Nach der Rechtsprechung des BSG ist für die Auslegung der vertragsärztlichen Gebührenordnung in erster Linie der Wortlaut der Leistungslegende maßgeblich (vgl. BSG SozR 3-5533 Nr. 505 Nr. 1 S 3; BSG SozR 4-5533 Nr. 40 Nr. 1 RdNr. 6; s zuletzt Urteil vom 28. April 2004 - B 6 KA 19/03 R - SozR 4-2500 §87 Nr. 5). Das vertragliche Regelwerk dient nämlich dem Ausgleich der unterschiedlichen Interessen zwischen Ärzten und Krankenkassen (vgl. BSG SozR 3-2500 § 87 Nr. 5 S 22 ff sowie SozR 3-5555 § 10 Nr. 1 S 4 zum zahnärztlichen Bereich), und es ist vorrangig Aufgabe des Bewertungsausschusses selbst, darin auftretende Unklarheiten zu beseitigen. Ergänzend ist es statthaft, zur Klarstellung des Wortlauts der Leistungslegende eine systematische Interpretation im Sinne einer Gesamtschau der im inneren Zusammenhang stehenden vergleichbaren oder ähnlichen Gebührenregelungen vorzunehmen (vgl. BSG SozR 3-5533 Nr. 115 Nr. 1 S 3; s auch BSG SozR aaO Nr. 2145 Nr. 1 S 3). Eine entstehungsgeschichtliche Auslegung unklarer oder mehrdeutiger Regelungen kommt nur in Betracht, wenn Dokumente vorliegen, in denen die Urheber der Bestimmungen diese in der Zeit ihrer Entstehung selbst erläutert haben (vgl. BSG SozR 3-5535 Nr. 119 Nr. 1 S 6). Leistungsbeschreibungen dürfen weder ausdehnend ausgelegt noch analog angewandt werden (vgl. BSG SozR 3-5535 Nr. 119 Nr. 1 S. 5; SozR 3-5555 § 10 Nr. 1 S. 4; SozR 3-5533 Nr. 2449 Nr. 2 S. 7).

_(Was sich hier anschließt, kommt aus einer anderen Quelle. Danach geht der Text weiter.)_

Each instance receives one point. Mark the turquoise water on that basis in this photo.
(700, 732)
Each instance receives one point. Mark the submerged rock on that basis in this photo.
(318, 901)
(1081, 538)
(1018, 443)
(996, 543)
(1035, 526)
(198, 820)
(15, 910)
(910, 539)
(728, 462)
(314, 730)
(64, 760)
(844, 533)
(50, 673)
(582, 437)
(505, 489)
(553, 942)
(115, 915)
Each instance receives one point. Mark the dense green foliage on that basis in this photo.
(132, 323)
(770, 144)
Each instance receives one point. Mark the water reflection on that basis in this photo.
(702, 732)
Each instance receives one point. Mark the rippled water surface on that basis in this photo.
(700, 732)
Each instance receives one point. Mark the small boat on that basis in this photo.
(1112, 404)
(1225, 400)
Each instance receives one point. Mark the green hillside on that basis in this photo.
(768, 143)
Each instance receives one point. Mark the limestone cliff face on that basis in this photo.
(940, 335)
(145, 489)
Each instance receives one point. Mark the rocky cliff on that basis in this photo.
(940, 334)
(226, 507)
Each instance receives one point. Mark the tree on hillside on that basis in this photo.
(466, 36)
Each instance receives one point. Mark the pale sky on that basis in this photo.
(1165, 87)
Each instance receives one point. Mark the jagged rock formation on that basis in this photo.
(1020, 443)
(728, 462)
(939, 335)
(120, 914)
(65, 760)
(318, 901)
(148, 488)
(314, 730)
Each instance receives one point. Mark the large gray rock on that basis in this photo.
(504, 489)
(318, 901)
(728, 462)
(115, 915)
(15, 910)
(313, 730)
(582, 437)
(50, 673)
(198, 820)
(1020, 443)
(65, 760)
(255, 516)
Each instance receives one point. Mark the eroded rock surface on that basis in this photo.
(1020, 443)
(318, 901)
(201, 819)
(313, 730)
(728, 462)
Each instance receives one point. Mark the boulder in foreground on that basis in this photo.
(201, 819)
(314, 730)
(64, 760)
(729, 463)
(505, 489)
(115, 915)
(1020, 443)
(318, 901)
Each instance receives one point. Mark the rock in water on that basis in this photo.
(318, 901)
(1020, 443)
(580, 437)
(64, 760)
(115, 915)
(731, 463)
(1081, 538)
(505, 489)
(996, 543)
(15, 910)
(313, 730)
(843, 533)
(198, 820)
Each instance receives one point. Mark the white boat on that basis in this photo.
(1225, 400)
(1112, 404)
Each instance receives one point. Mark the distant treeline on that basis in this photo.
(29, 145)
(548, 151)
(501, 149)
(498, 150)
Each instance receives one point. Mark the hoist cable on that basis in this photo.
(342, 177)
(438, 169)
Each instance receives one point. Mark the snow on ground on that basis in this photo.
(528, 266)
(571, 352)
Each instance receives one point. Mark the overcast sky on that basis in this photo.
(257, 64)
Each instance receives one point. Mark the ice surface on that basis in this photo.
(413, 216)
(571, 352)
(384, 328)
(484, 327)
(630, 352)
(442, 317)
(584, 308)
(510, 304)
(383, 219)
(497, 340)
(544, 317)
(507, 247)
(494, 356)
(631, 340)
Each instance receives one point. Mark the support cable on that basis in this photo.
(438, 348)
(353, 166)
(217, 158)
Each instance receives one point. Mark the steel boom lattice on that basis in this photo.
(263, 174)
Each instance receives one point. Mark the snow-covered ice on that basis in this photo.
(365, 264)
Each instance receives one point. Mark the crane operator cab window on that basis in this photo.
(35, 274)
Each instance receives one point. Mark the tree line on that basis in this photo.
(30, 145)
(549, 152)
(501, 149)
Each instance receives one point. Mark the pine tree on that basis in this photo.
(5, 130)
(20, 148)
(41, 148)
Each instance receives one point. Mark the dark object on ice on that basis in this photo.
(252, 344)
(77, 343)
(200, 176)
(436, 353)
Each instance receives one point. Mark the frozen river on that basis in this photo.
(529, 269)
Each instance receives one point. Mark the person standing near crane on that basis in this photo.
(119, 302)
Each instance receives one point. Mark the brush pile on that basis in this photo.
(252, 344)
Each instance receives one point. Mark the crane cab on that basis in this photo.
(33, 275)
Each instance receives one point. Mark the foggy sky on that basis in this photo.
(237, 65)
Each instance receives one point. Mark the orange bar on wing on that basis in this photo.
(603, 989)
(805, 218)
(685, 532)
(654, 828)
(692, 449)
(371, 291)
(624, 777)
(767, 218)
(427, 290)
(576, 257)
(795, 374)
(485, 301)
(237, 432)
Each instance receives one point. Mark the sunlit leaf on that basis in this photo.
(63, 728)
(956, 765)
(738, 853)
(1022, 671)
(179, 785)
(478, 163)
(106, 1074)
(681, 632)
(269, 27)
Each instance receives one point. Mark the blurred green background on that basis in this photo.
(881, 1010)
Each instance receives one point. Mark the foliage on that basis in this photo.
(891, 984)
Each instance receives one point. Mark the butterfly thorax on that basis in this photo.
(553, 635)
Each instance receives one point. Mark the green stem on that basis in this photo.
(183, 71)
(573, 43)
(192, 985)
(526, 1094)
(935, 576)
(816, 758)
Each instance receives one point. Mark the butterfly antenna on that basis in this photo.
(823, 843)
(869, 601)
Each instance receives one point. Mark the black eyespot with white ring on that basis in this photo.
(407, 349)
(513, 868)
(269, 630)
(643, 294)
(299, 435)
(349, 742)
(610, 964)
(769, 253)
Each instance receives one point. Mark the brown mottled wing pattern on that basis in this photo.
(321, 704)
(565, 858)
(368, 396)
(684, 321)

Unter Berücksichtigung der oben dargestellten, von der Rechtssprechung aufgestellten Grundsätze, ist der Senat der Überzeugung, dass die hier streitigen Ansätze der GNR 861 EBM zutreffend gestrichen wurden, da eine Abrechnung während einer laufenden Therapie grundsätzlich nicht möglich war.

Die Leistungslegende der mit 1450 Punkten bewerteten GNR 860 EBM hatte in den hier streitigen Quartalen folgenden Wortlaut:

Erhebung des psychodynamischen Status mittels der biographischen Anamnese unter neurosenpsychologischen oder verhaltensanalytischen Gesichtspunkten mit schriftlichen Aufzeichnungen, einschließlich Beratung des Kranken, gegebenenfalls in mehreren Sitzungen, insgesamt mindestens 50 Minuten.

Die Leistung nach Nummer 860 ist im Krankheitsfall nur einmal berechnungsfähig.

Die Leistungslegende der mit 250 Punkten bewerteten GNR 861 EBM hatte in den hier streitigen Quartalen folgenden Wortlaut:

Vertiefte Exploration mit differentialdiagnostischer Einordnung des Krankheitsbildes und psychotherapeutischer Indikationsstellung unter Einbeziehung der dokumentierten Ergebnisse der selbsterbrachten Leistung nach Nr. 860, je Sitzung.

Die Leistung nach Nr. 861 ist höchstens zweimal im Behandlungsfall berechnungsfähig.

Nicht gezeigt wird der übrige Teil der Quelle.